Los socialistas nunca han creído en la independencia del poder judicial, una falta de convicción visible desde 1985, cuando enterraron a Montesquieu sin pena ni remordimiento. Los populares, por su lado, nunca creyeron en la independencia del poder judicial lo suficiente como para asegurarla. Así se estableció el turnismo en el reparto del Consejo General del Poder Judicial, que ha operado con distintas reglas, aunque siempre dentro del mismo juego. El sistema ha resultado pésimo para la separación de poderes, pero ni siquiera era bueno en su funcionamiento. El deseo de control, tan insaciable, y los abusos que fomenta un mecanismo de ese tipo necesariamente acaban por griparlo.
El acuerdo suscrito por PSOE y PP se mantiene en la lógica perversa del reparto, aunque la mitiga con más equilibrio y con el requisito de mayorías reforzadas.
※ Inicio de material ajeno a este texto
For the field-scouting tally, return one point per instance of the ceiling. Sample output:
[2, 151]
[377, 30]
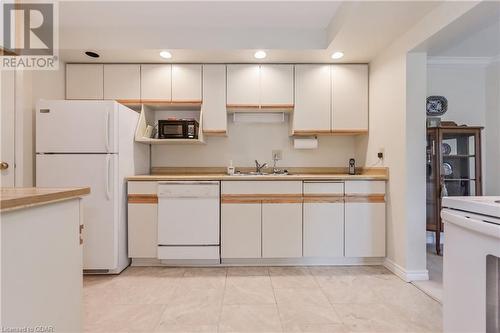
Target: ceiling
[230, 31]
[475, 34]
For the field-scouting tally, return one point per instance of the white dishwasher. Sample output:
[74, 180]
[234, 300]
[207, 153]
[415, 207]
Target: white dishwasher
[189, 221]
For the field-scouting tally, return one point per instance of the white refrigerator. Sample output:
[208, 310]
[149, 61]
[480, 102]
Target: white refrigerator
[91, 143]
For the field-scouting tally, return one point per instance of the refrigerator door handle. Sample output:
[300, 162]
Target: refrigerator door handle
[108, 169]
[106, 130]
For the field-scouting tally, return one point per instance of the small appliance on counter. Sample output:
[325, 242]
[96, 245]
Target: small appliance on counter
[178, 129]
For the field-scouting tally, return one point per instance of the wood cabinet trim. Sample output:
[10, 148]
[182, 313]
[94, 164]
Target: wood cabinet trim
[310, 132]
[143, 198]
[215, 132]
[261, 198]
[368, 198]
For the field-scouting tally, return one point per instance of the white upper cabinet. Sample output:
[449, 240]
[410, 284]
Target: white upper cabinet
[156, 82]
[186, 83]
[276, 85]
[122, 82]
[214, 99]
[84, 81]
[312, 111]
[243, 85]
[350, 98]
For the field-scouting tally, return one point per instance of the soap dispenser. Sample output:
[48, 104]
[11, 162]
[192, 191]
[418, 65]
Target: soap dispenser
[230, 168]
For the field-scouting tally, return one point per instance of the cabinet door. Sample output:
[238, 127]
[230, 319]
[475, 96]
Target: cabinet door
[156, 82]
[364, 229]
[312, 111]
[281, 230]
[142, 230]
[122, 82]
[350, 97]
[276, 85]
[84, 81]
[323, 229]
[241, 230]
[214, 99]
[243, 85]
[186, 83]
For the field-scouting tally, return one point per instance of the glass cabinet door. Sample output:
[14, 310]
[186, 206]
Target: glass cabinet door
[459, 160]
[433, 181]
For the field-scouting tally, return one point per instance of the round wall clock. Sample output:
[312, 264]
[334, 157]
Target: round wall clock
[436, 105]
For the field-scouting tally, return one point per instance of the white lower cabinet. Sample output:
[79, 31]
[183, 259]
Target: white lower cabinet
[323, 229]
[142, 230]
[281, 230]
[241, 230]
[364, 229]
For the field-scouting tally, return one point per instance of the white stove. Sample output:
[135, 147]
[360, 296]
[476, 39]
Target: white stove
[471, 265]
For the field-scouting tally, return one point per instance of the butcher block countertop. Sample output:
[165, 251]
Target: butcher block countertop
[23, 197]
[161, 174]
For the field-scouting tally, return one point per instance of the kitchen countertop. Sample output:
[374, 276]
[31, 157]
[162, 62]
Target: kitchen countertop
[160, 174]
[17, 198]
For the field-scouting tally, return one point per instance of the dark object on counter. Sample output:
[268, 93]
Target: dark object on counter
[453, 169]
[436, 105]
[352, 166]
[178, 129]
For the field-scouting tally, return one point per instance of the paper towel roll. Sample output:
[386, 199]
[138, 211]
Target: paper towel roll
[305, 143]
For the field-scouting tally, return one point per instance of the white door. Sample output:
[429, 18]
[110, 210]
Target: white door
[7, 120]
[122, 82]
[281, 230]
[188, 214]
[99, 172]
[76, 127]
[350, 97]
[364, 229]
[323, 229]
[276, 85]
[214, 99]
[243, 85]
[312, 111]
[186, 83]
[241, 230]
[84, 81]
[156, 82]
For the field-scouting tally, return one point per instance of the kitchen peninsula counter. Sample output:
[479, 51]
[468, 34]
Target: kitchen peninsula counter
[17, 198]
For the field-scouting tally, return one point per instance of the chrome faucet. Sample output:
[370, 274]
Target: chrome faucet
[259, 167]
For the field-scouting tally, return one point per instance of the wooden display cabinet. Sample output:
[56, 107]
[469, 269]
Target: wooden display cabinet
[453, 169]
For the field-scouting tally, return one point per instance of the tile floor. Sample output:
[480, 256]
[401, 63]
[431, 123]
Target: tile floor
[257, 299]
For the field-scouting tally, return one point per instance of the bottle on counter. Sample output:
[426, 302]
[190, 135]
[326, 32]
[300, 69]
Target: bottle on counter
[230, 168]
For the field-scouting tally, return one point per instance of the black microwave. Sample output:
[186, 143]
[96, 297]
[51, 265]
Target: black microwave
[178, 129]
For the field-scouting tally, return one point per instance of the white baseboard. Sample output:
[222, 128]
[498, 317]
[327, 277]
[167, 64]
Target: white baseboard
[406, 275]
[262, 262]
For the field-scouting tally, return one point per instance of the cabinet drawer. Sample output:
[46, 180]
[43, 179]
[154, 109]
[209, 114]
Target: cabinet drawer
[327, 188]
[142, 230]
[143, 187]
[364, 187]
[261, 187]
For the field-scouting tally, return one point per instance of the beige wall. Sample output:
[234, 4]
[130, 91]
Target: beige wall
[247, 142]
[30, 87]
[397, 125]
[492, 120]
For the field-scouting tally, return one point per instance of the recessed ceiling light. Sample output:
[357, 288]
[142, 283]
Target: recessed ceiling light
[92, 54]
[260, 54]
[337, 55]
[165, 54]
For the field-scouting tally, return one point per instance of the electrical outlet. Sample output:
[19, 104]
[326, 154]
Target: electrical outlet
[277, 155]
[380, 153]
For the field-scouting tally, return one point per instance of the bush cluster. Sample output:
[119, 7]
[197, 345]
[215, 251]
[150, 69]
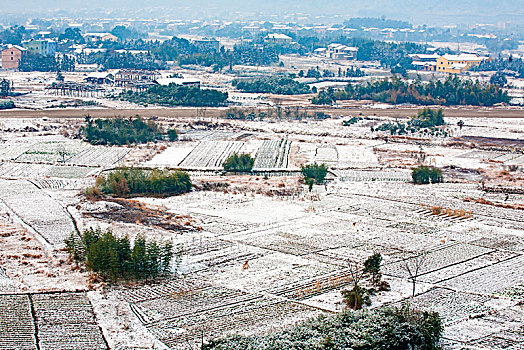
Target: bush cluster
[273, 85]
[7, 104]
[451, 91]
[174, 95]
[426, 121]
[381, 328]
[239, 163]
[314, 173]
[426, 175]
[113, 258]
[131, 181]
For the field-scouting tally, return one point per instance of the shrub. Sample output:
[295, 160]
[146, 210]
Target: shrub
[174, 95]
[274, 85]
[113, 258]
[239, 163]
[315, 171]
[381, 328]
[7, 104]
[426, 175]
[130, 181]
[172, 134]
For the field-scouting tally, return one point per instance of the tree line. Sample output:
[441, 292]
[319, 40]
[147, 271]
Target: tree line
[113, 258]
[382, 328]
[174, 95]
[125, 182]
[273, 85]
[451, 91]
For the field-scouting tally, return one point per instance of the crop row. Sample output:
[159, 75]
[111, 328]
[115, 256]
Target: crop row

Al mismo tiempo, abre la puerta a un cambio de modelo que deberá contar con la participación directa de los jueces, pero que tendrá que aprobar un Congreso donde son mayoría los que no creen o no quieren la independencia del poder judicial. Hablamos, entre otros, de los que combinan la voluntad de desjudicializar la política con la querencia por politizar la Justicia. Por esa incertidumbre, este acuerdo bueno dentro de lo malo es, en lo esencial, un acuerdo de pronóstico reservado.
La mediación de la Comisión Europea, que pudo parecer algo estrambótico y hasta humillante, en lo que tenía de signo de incapacidad e inmadurez, al final ha resultado positiva. Dar cuenta de lo que se pretendía hacer ante quienes ya veían con poca benevolencia el estado de cosas aquí, ha sido determinante para que la pulsión del Gobierno por controlar el poder judicial haya tenido que moderarse. Una cosa es trampear de puertas adentro y otra distinta, que te señalen falta desde Bruselas.
El acuerdo tiene costes políticos, como cualquier acuerdo con cesiones de ambas partes, pero por aquello de que al Gobierno se le concede de forma automática la posición de predominio, todos los ojos estaban puestos en el coste para el PP y para Feijóo, personalmente. Se obviaba así que el PSOE también tiene costes, entre los que no es el menor la renuncia al control total por el que llevaba años pugnando. De ahí los reproches de sus socios y aliados. El ultimátum que dio Sánchez, en cuanto pasaron las europeas, fue una maniobra para tratar de reducir el coste en cuestión. Dio un ultimátum cuando no hacía falta para ganar esa batalla del relato que tanto le importa.
La polarización política, instigada de primera mano por el Gobierno, se ha demostrado un instrumento relativamente eficaz para mantenerse en el poder, pero también se ha ido demostrando que no es un instrumento eficaz para gobernar. Para más, cuando hace falta pactar algo importante con el archienemigo, la polarización siempre pasa su factura indignada. Ahí sólo se admiten victorias y derrotas totales. Claro que ahora todo el mundo tiene sus cursos y masters de cabalgar contradicciones. Por eso puede simultanearse el rechazo más rotundo a los partidos que firman el acuerdo con seguir gobernando con ellos o apoyando su Gobierno. Cuando, en la coherencia del todo o nada, lo suyo es romper la baraja.